En comparaison, les administrations publiques du Canada (fédérale, provinciale et municipale) accusent cette année un déficit de 1,7 %, soit trois fois moins.
Pour sortir de cette impasse, le nouveau gouvernement dirigé par le Premier ministre Michel Barnier propose un budget où les 60 milliards d’euros nécessaires pour revenir à un déficit de 5% du PIB seraient couverts aux deux tiers par des coupes dans les dépenses et par des tiers. par des augmentations d’impôts.
Le gouvernement étant minoritaire, il est envisagé qu’il utilise l’article 49.3 de la Constitution pour l’adopter.
Les statistiques disent que la consommation ne se porte pas très bien. Nous ne connaissons pas une croissance incroyable, c’est vrai. Mais en même temps, culturellement, les choses évoluent en France. Et ce sont des touches d’espoir.
Henri-Paul Rousseau, délégué général du Québec à Paris
L’économiste me cite une étude récente de JP Morgan qui conclut que le contexte géopolitique est un mauvais indicateur de l’évolution économique et boursière des pays occidentaux. « Les gens d’affaires, leur pain et leur beurre, c’est l’incertitude », dit-il.
Le programme France 2030 s’inscrit en cohérence avec Horizon Europe, le plus grand programme de financement de la recherche et de l’innovation au monde.

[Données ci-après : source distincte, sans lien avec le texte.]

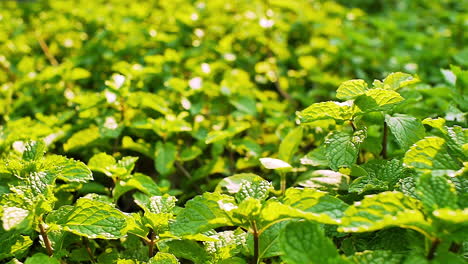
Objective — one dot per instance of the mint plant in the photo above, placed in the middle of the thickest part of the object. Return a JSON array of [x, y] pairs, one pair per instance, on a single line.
[[213, 132]]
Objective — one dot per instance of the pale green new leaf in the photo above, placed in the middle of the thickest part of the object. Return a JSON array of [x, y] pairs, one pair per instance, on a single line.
[[230, 132], [41, 258], [378, 100], [165, 155], [257, 189], [290, 144], [13, 244], [34, 150], [436, 192], [203, 213], [232, 184], [13, 217], [326, 110], [305, 242], [387, 209], [90, 218], [376, 257], [82, 138], [138, 181], [102, 162], [69, 170], [458, 216], [351, 89], [274, 164], [163, 258], [431, 153], [342, 148], [406, 129], [398, 80]]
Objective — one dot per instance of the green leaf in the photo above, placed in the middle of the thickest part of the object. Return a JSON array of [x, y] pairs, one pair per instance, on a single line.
[[398, 80], [13, 244], [327, 207], [41, 258], [102, 162], [203, 213], [232, 184], [90, 218], [139, 146], [324, 179], [230, 132], [290, 144], [378, 100], [436, 192], [13, 217], [342, 148], [406, 129], [226, 244], [70, 170], [384, 210], [138, 181], [191, 153], [351, 89], [326, 110], [458, 216], [269, 244], [257, 189], [430, 153], [305, 242], [165, 156], [82, 138], [34, 150], [185, 249], [163, 258], [382, 175], [376, 257], [274, 164]]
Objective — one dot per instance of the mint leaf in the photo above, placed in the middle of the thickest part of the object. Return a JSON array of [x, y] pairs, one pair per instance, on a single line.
[[398, 80], [34, 150], [290, 144], [90, 218], [436, 192], [163, 258], [82, 138], [41, 258], [165, 156], [342, 148], [13, 244], [203, 213], [325, 110], [431, 153], [406, 129], [351, 89], [384, 210], [305, 242], [376, 257], [232, 184], [378, 100]]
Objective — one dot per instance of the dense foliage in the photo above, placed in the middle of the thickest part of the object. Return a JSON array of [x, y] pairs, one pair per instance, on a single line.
[[233, 131]]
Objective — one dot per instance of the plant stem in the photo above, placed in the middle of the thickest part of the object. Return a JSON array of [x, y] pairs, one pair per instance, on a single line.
[[255, 237], [46, 240], [432, 250], [46, 51], [151, 243], [88, 249], [182, 169], [455, 247], [283, 182], [384, 141], [352, 125]]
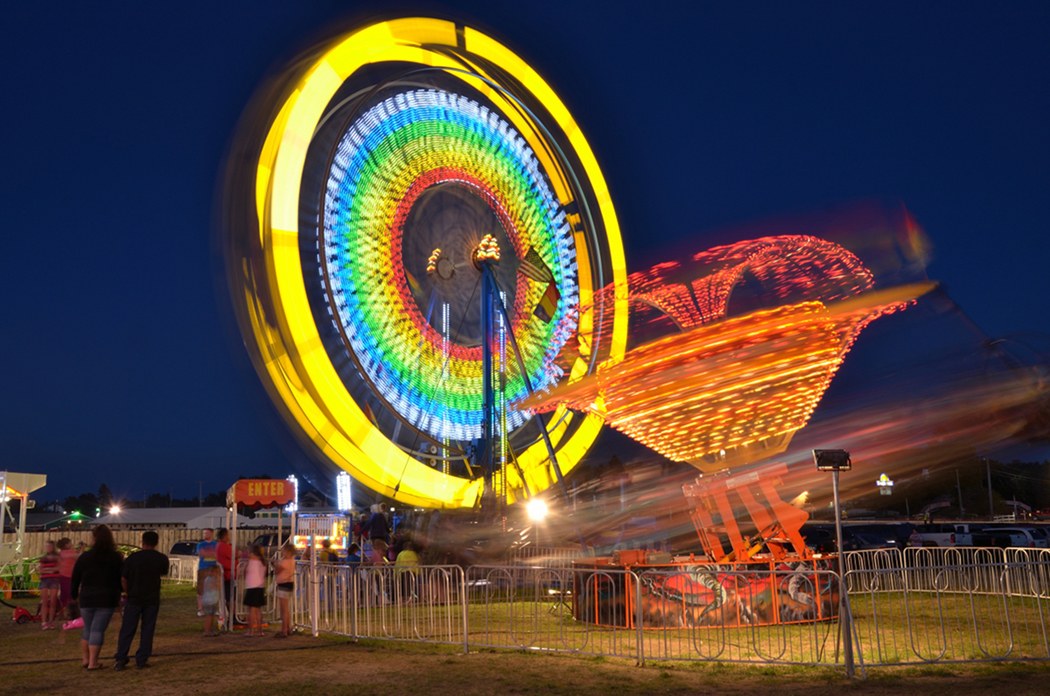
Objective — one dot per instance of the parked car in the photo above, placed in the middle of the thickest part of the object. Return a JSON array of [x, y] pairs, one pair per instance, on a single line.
[[1025, 536], [824, 540], [941, 534]]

Selon M. Rousseau, les relations entre les entreprises québécoises et françaises se développent beaucoup autour de ce virage de l’innovation. Parmi ceux qui y sont actifs, il mentionne l’entreprise de stockage d’énergie Evlo, Hydro-Québec, le producteur d’énergie éolienne Boralex (3e en France) ou la société Lithion (recyclage de batteries lithium-ion).

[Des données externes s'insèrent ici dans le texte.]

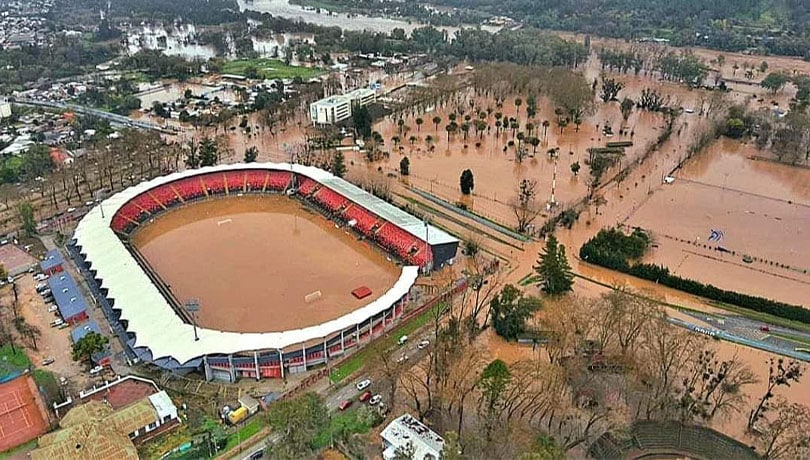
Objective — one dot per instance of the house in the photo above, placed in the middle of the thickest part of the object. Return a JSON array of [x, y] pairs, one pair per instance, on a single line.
[[52, 263], [249, 403], [406, 430], [335, 109], [102, 358], [95, 430], [69, 300]]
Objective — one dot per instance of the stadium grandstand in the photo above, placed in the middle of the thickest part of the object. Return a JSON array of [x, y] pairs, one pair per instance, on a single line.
[[156, 329], [669, 439]]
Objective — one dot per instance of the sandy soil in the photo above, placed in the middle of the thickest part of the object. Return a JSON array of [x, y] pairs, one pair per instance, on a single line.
[[252, 260]]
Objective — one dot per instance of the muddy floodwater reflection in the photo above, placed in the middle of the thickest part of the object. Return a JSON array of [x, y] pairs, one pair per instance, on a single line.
[[251, 261]]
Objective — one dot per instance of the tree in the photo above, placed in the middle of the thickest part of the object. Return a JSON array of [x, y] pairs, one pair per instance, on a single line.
[[784, 435], [467, 182], [27, 220], [509, 311], [296, 421], [361, 120], [404, 166], [492, 385], [338, 164], [208, 152], [610, 89], [553, 272], [626, 106], [251, 154], [87, 346], [525, 205], [780, 373], [775, 81]]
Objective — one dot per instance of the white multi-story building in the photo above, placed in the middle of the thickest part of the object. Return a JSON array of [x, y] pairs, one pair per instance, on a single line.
[[406, 433], [335, 109]]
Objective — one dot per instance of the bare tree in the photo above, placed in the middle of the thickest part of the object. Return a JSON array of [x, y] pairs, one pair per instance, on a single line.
[[525, 205], [785, 434], [780, 373]]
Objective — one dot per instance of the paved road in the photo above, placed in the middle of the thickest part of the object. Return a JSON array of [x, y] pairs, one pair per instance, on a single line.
[[348, 391]]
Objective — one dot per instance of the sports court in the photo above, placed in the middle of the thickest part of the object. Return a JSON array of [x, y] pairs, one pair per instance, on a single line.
[[14, 259], [262, 264], [22, 416]]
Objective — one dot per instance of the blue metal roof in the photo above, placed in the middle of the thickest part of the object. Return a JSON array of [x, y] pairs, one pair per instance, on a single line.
[[52, 259], [82, 330], [69, 299]]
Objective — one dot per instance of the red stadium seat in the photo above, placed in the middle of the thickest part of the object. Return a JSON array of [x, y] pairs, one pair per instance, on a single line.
[[235, 181], [330, 199], [365, 220], [214, 183], [165, 195], [306, 186]]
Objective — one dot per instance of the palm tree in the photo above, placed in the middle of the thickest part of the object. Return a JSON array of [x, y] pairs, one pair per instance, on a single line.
[[450, 128], [465, 128]]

«Beaucoup de nos entreprises ont eu le bon sens de s’en tenir à ces programmes», dit-il.
Au total, il y a 380 entreprises québécoises en activité en France, que l’on pense à CGI, Power Corporation ou autres. A l’inverse, 500 entreprises françaises sont présentes au Québec, dont 75 % des 40 entreprises qui composent l’indice boursier parisien CAC 40.
Un réseau Québec-France 200
Selon M. Rousseau, la situation géopolitique tendue que connaît la planète rend les réseaux encore plus importants. Et à cet égard, il juge essentiel que les grandes entreprises québécoises s’allient à des partenaires français. Ce type de réseau est de nature à accroître nos exportations et à faire naître ici des projets d’investissements français.
Le financier en sait quelque chose. Avec l’entrepreneur Charles Sirois, il fonde en 2007 le réseau QG 100, sous le nom de « Québec global 100 ». Aujourd’hui, 108 entreprises sont membres, sur invitation, des entreprises lauréates, présentes sur au moins deux continents et rentables depuis au moins 5 ans.
« Ce groupe a développé une fraternité d’échange, avec une retraite stratégique annuelle, où sont présents des conseillers experts. Mon rêve, c’est de faire la même chose entre les entreprises du Québec en France et celles de France qui sont ici. Cela pourrait s’appeler France-Québec 200», a-t-il déclaré.
Espérons qu’Henri-Paul Rousseau dise la vérité. Et que son rêve aide nos entreprises à se recentrer davantage sur la France et l’Europe et à prospérer.
1. Il s’agit d’une note similaire à celle du Québec (qui n’est pas sous perspective négative), mais deux rangs en dessous de celle du Canada, qui a la plus élevée possible, Aaa.